S’ensuivit un éditorial aussi touchant que nécessaire de Lapointe quant à l’urgence d’encourager les artistes en consommant la musique d’ici. Les grandes compagnies multinationales telles YouTube ou encore Spotify entraînent les notes jusqu’au bout du monde, ce qui est très bien, soutenait-il, car cela fait que la musique peut être connue internationalement… Par contre, cela provoque également le pire pour les chanteurs, soit que leurs musiques peuvent également être accessibles et vendues à des prix ridiculement bas. Ils nous donna un exemple très précis pour sa chanson Je déteste ma vie, écoutée plus d’un million de fois sur Spotify, mais qui lui rapporta la maigre somme de 500 $… Pour les artistes qui, comme lui, se retrouvent médiatisés ou passent à la radio régulièrement (rappelons-nous que cela n’a pas toujours été le cas!), poursuivit-il, ce n’est pas aussi dramatique, mais imaginez pour les autres. Terminant cet édito en informant qu’il y aura certainement de la gronde très prochainement, puis il rappela ses deux musiciens sur scène.

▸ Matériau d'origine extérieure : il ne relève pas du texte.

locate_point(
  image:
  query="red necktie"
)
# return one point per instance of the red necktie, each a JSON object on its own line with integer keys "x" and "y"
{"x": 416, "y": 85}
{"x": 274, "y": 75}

Les musiciens de Lapointe revinrent donc sur scène pour interpréter brillamment une dernière chanson, cette fois, La science du cœur, titre du dernier album du même nom. Le public fit preuve d’autant de générosité que les artistes en les applaudissant chaleureusement pour la dernière fois de la soirée, attendant même qu’ils quittent la scène avant de sortir de la salle. Une soirée émotive et profonde, du Pierre Lapointe à son meilleur!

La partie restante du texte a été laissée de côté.